Elaine Maslin, 15th June 2012
Shell has earmarked Dutch firm SBM Offshore for the supply and management of a floating production platform for its Fram field development in the UK North Sea, it was announced yesterday.
Development of the field is still subject to a final investment decision.
Shell put a questionmark over the Fram development after the UK Government’s unexpected tax grab last year.
After the March 2012 Budget, which offered a series of tax concessions for oil and gas producers, the UK-Dutch energy giant submitted an environmental statement – part of the approval process – to the Department of Energy and Climate Change for the central North Sea field.
SBM said the hull of the vessel for Fram would be based on a converted Aframax tanker and incorporate an internal turret permanent mooring system.
Crude would be offloaded to shuttle tankers and gas exported via the existing Fulmar pipeline.
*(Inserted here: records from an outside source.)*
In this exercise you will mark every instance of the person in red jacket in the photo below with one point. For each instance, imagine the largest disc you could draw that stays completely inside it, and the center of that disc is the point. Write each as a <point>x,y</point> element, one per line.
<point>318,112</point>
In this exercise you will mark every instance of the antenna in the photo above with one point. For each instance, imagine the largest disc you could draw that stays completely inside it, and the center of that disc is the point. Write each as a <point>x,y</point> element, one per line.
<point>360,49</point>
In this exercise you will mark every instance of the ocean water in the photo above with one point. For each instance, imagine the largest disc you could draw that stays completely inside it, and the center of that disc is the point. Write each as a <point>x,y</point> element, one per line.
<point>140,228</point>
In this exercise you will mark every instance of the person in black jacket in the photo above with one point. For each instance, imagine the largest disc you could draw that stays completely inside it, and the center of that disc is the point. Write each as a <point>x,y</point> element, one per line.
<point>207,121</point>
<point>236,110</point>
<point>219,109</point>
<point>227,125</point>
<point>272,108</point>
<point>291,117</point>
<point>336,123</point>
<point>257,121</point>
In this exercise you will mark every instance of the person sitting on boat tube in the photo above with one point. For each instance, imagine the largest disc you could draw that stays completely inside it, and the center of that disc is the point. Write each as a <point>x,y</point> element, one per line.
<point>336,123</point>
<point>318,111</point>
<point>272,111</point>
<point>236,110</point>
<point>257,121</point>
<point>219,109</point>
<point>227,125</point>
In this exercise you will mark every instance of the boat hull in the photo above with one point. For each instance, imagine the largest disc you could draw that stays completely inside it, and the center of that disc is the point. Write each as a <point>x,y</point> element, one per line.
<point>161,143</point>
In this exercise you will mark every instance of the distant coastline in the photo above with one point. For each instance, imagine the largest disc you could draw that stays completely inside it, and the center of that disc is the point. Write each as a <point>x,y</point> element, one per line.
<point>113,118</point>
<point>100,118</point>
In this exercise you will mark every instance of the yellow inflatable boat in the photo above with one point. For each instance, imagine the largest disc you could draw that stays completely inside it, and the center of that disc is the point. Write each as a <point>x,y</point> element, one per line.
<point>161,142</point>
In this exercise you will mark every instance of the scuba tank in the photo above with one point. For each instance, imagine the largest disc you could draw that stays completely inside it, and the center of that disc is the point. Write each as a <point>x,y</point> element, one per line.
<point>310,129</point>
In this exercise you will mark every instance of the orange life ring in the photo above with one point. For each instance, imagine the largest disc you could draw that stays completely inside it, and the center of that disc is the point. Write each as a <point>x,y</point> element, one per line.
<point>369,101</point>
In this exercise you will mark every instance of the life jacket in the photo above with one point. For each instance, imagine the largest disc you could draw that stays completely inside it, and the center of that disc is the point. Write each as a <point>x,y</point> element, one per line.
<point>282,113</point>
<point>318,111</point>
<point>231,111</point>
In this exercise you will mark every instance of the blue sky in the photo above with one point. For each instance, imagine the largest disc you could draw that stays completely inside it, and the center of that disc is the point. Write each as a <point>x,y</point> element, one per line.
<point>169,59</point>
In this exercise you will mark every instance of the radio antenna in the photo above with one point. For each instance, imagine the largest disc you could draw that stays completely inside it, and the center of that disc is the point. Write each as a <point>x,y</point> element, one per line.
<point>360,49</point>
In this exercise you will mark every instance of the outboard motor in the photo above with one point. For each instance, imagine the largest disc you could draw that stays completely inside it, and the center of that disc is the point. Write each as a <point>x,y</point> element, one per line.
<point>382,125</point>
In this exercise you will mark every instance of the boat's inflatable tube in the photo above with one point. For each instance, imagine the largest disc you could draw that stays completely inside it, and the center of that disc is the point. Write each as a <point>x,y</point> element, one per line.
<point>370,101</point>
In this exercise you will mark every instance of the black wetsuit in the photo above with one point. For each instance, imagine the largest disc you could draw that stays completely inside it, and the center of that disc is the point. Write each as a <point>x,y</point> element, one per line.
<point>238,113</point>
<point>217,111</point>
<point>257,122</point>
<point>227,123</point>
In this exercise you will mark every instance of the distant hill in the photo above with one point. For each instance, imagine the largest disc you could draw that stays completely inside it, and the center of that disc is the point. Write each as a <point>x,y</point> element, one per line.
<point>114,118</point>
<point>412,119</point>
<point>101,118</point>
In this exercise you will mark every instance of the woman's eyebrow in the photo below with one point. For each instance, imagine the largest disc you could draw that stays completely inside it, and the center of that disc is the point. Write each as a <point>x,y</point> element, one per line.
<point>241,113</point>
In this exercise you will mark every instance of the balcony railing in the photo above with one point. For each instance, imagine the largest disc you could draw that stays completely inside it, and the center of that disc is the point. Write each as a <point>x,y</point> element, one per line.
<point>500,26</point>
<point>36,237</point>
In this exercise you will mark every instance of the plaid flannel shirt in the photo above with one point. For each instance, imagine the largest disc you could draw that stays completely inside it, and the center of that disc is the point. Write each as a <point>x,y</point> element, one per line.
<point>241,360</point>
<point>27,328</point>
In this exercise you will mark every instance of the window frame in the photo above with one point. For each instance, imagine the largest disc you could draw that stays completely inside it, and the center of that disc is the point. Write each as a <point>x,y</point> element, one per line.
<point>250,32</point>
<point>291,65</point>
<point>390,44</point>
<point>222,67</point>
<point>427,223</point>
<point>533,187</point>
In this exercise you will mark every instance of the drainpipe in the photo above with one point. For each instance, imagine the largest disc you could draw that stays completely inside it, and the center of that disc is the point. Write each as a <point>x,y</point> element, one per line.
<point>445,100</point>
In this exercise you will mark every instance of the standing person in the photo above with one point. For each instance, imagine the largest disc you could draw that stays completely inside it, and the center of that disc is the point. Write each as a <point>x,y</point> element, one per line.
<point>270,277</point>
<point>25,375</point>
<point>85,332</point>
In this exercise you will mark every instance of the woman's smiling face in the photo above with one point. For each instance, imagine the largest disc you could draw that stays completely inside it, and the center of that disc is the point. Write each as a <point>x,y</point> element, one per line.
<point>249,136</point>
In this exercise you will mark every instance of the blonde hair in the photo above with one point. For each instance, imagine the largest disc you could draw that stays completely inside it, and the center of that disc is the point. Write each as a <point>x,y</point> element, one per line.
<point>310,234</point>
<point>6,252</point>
The letter of interim award follows a five year enterprise framework agreement signed between Shell and SBM for the supply of small and medium-sized floating production, storage and offloading vessels (FPSOs) on a lease and operate basis.
SBM chief executive Bruno Chabas said: “We are delighted by the letter of interim award for this FPSO lease and operate project in the North Sea for Shell.
“This award reaffirms our strategy to focus on FPSOs as we develop SBM Offshore’s position as the world’s leading FPSO provider.
“The agreement signed earlier in the year is a commitment to work with Shell on a long-term basis to develop offshore floating solutions.
“We look forward to developing many more FPSO projects with Shell around the world in future.”